Loss of deubiquitylase USP2 triggers development of glioblastoma via TGF-beta signaling

Glioblastoma (GBM) is the most aggressive primary brain tumor as one of the deadliest cancers. The TGF-beta signaling acts as an oncogenic factor in GBM, and plays vital roles in development of GBM. SMAD7 is a major inhibitor of TGF-beta signaling, while the deubiquitination of SMAD7 has been poorly studied in GBM. Here, we found USP2 as a new prominent candidate that could regulate SMAD7 stability. USP2 was lost in GBM, leading to the poor prognosis in patients. Moreover, aberrant DNA methylation mediated by DNMT3A induced the low expression of USP2 in GBM. USP2 depletion induced TGF-beta signaling and progression of GBM. In contrast, overexpressed USP2 suppressed TGF-beta signaling and GBM development. Specifically, USP2 interacted with SMAD7 and prevented SMAD7 ubiquitination.
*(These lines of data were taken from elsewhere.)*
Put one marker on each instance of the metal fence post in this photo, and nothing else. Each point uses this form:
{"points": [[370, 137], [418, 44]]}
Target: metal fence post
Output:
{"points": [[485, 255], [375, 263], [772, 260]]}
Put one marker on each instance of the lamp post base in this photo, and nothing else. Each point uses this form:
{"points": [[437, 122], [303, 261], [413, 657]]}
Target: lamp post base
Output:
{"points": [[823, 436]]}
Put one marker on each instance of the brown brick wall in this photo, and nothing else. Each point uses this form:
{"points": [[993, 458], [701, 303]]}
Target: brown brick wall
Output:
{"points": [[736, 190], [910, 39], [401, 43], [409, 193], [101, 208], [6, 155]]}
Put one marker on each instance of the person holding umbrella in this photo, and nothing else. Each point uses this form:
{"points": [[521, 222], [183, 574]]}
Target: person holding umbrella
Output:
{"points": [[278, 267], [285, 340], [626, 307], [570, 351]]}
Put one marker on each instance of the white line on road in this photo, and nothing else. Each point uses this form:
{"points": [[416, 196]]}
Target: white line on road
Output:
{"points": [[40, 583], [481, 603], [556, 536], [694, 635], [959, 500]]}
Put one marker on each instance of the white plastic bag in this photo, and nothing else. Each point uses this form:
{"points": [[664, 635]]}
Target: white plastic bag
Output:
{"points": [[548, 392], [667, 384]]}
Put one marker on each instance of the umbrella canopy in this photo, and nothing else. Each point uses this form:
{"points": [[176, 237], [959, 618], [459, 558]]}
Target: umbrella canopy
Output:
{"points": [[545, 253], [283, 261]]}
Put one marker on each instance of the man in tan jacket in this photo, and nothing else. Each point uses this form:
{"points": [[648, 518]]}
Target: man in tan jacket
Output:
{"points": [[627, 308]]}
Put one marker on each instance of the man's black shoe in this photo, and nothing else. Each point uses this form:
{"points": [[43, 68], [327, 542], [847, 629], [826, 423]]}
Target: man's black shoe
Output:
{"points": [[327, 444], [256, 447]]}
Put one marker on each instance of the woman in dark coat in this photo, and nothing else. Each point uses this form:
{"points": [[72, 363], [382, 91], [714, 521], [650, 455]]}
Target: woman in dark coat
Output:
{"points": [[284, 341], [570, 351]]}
USP2 directly cleaved Lys27- and Lys48-linked poly-ubiquitin chains of SMAD7, and Lys27-linked poly-ubiquitin chains of SMAD7 K185 mediated the recruitment of SMAD7 to HERC3, which regulated Lys63-linked poly-ubiquitination of SMAD7. Moreover, we demonstrated that the DNMT3A inhibitor SGI-1027 induced USP2, suppressed TGF-beta signaling and GBM development. Thus, USP2 repressed development of GBM by inhibition TGF-beta signaling pathway via the deubiquitination of SMAD7.

Automated summary

This study identified USP2 as a new candidate gene that inhibits the development of GBM by deubiquitinating SMAD7 and suppressing the TGF-beta signaling pathway.